Reconciling legal and technical approaches to reasoned and contestable administrative algorithmic decision-making

Partners: Utrecht University & Tilburg University
Type: PhD
Duration: 2023—2027

Algorithmic decision-making has come to stay. Algorithms are making their way from less controversial domains such as recommending music and video content to more complex domains such as administering child support, grading students and deciding on where to focus limited public resources. However, when entering the public domain, algorithms become subject to procedural safeguards intended to protect people from arbitrary state action. These procedural safeguards have been developed in the analogue setting where decisions are made by human officials.

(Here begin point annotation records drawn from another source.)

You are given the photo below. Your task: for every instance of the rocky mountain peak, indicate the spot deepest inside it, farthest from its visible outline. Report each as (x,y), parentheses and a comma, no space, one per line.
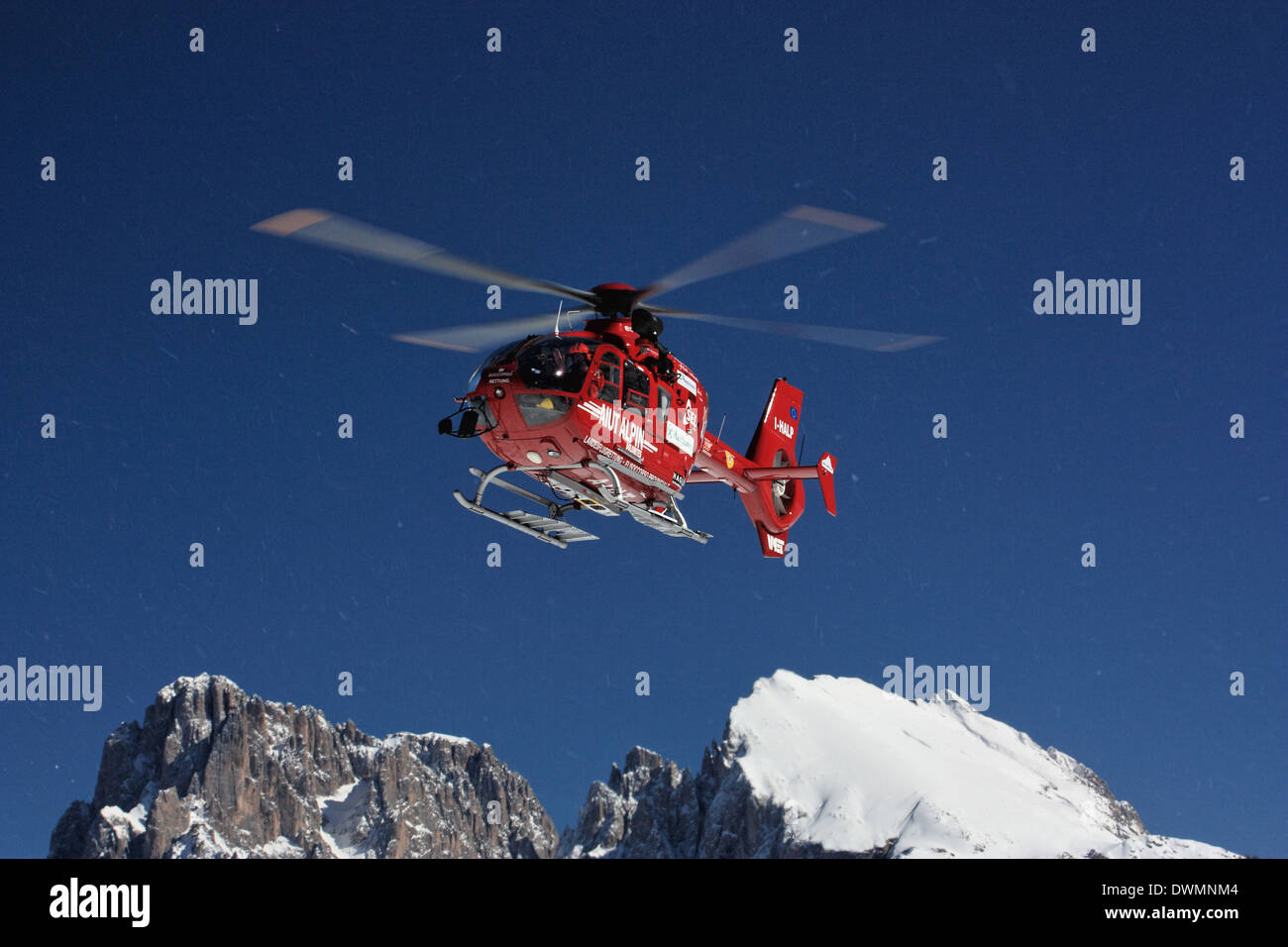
(217,772)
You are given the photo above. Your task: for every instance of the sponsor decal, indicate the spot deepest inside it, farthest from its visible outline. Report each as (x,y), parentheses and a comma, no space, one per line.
(679,437)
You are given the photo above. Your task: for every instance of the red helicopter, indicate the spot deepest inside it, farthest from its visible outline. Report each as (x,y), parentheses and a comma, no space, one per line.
(606,416)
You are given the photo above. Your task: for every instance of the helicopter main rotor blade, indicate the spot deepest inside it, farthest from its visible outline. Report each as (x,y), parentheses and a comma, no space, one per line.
(799,230)
(871,339)
(353,236)
(488,335)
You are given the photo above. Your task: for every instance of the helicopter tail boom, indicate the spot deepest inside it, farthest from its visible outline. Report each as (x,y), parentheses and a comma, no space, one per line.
(767,478)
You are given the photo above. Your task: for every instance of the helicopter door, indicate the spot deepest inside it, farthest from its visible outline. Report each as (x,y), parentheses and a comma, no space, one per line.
(610,369)
(636,389)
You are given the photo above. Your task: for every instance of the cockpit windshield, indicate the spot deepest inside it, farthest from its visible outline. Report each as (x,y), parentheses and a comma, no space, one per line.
(557,365)
(498,357)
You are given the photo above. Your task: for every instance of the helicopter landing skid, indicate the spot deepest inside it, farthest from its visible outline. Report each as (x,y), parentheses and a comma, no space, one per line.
(549,528)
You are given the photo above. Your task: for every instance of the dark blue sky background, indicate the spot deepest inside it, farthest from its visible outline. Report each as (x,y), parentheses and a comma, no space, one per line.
(325,556)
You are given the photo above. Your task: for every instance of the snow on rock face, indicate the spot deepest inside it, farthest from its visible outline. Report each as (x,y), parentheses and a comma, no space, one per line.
(215,772)
(837,767)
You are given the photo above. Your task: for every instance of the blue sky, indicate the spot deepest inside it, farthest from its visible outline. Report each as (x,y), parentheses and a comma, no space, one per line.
(327,556)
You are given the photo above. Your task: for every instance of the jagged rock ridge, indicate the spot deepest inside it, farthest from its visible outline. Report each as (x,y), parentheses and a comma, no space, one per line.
(214,772)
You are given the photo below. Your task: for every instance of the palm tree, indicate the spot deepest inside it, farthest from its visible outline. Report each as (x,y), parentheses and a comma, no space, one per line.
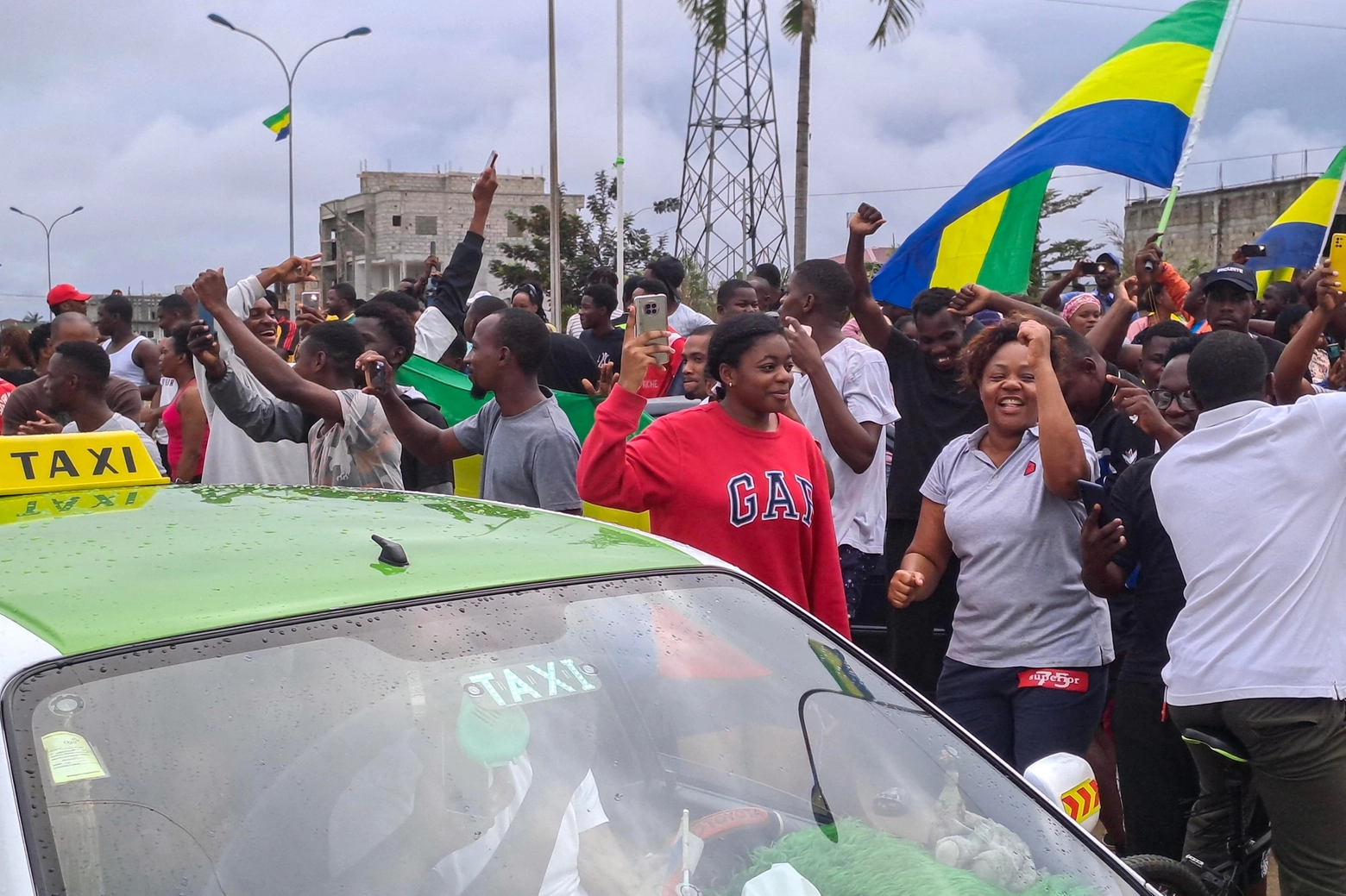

Whether or not these safeguards are able to protect fundamental rights when public decisions are increasingly made by – or with the help of – algorithms, remains to be seen.

One such procedural safeguard requires that administrative decisions which impact the rights and freedoms of individuals have to be reasoned. In the EU, the duty to give reasons derives from Article 41(2)(c) of the European Charter of Fundamental Rights. On the national level, the source of the administrative duty to give reasons differs per country, but is expressly recognised in a number of EU jurisdictions.

Providing reasons for administrative decisions is important on at least two counts. First, it enables decision subjects to ascertain on which grounds a decision has been made and whether they want to contest it. Second, a reasoning is necessary for competent courts to exercise their power of review. Consequently, the duty to give reasons directly contributes to making administrative decisions contestable.

Administrative algorithmic decisions – whether partially or entirely automated – have to be reasoned and contestable as well. Reasoning algorithmic decisions which rely on complex algorithms, or what some may call artificial intelligence (AI), presumes an understanding of how an algorithm has reached a specific outcome. Algorithmic decision-making involves a process that is different from human cognitive reasoning. Making this process understandable to the outside world is the aim of scholars in the field of Explainable Artificial Intelligence (XAI). However, even though considerable advances have been made in explaining the functioning of algorithmic systems, not all system functionality can always be made comprehensible.

This project investigates what kind of reasoning does the right to a reasoned and contestable decision require when public decisions are made by – or with the help of – algorithms. This interdisciplinary question will be studied by using doctrinal and comparative legal research methods while considering the technical limits of explaining algorithmic output. The requirements of the administrative duty to reason will be analyzed both under EU and select national laws, with the aim to uncover whether existing legal frameworks are able to sufficiently protect fundamental rights when algorithms are used in administrative decision-making. At the same time, it will be explored whether the extent of the required reasoning is dependent on specific decision characteristics such as, for example, the type of the decision, consequences of the decision or the type and role of the algorithm used in decision-making.

The goal of this project is to take the increasingly automated society towards a better understanding of what are – or should be – the legal boundaries to explaining algorithmic decisions in the public sector. Clarifying the legal boundaries to explaining administrative algorithmic decisions would enable developers to design systems which have embedded the required degree of legal protection. Furthermore, it would help practitioners in the public sector to better assess when and how is using algorithmic tools in their work appropriate.

Within the Algosoc consortium, this project falls under the Governance element in the Justice sector. By focusing on the contestability of administrative decisions, this project studies the prerequisites of citizens’ access to justice in the administrative domain. At the core of this project are the values of transparency and accountability of public action as well as perceived fairness of public decision-making.